The legislation, introduced by Senate Majority Leader Harry Reid, D-Nev., and other Senate Democrats on July 15, has been stalled by a dispute between Senate Democrats and Republicans about what other provisions besides speculation limits should be included in the bill.

Also yesterday, the $230.2 billion California Public Employees’ Retirement System, Sacramento, made clear to federal legislators that it opposes any effort to limit commodities investments.

“CalPERS stands ready to work with the Congress and with the CFTC to respond to abusive market practices,” according to a CalPERS statement sent to legislators. “However, CalPERS strongly opposes legislation that would either directly or indirectly prohibit and/or unnecessarily limit sophisticated institutional investors from investing in commodity-based securities.
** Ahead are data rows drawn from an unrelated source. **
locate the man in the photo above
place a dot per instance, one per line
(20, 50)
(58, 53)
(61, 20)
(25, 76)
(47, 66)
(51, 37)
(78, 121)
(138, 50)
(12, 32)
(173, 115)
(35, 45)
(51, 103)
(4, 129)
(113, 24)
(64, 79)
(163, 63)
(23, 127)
“Federally mandated restriction on our ability to fully exercise our fiduciary responsibility would establish a dangerous precedent impacting countless institutional investors to the detriment of millions of workers, retirees and their beneficiaries, plan sponsors and the overall U.S. economy,” CalPERS said.

On Thursday, the House Agriculture Committee approved legislation that also addresses commodity speculation but has no pension fund investment limits. That measure now goes to the House floor for a vote.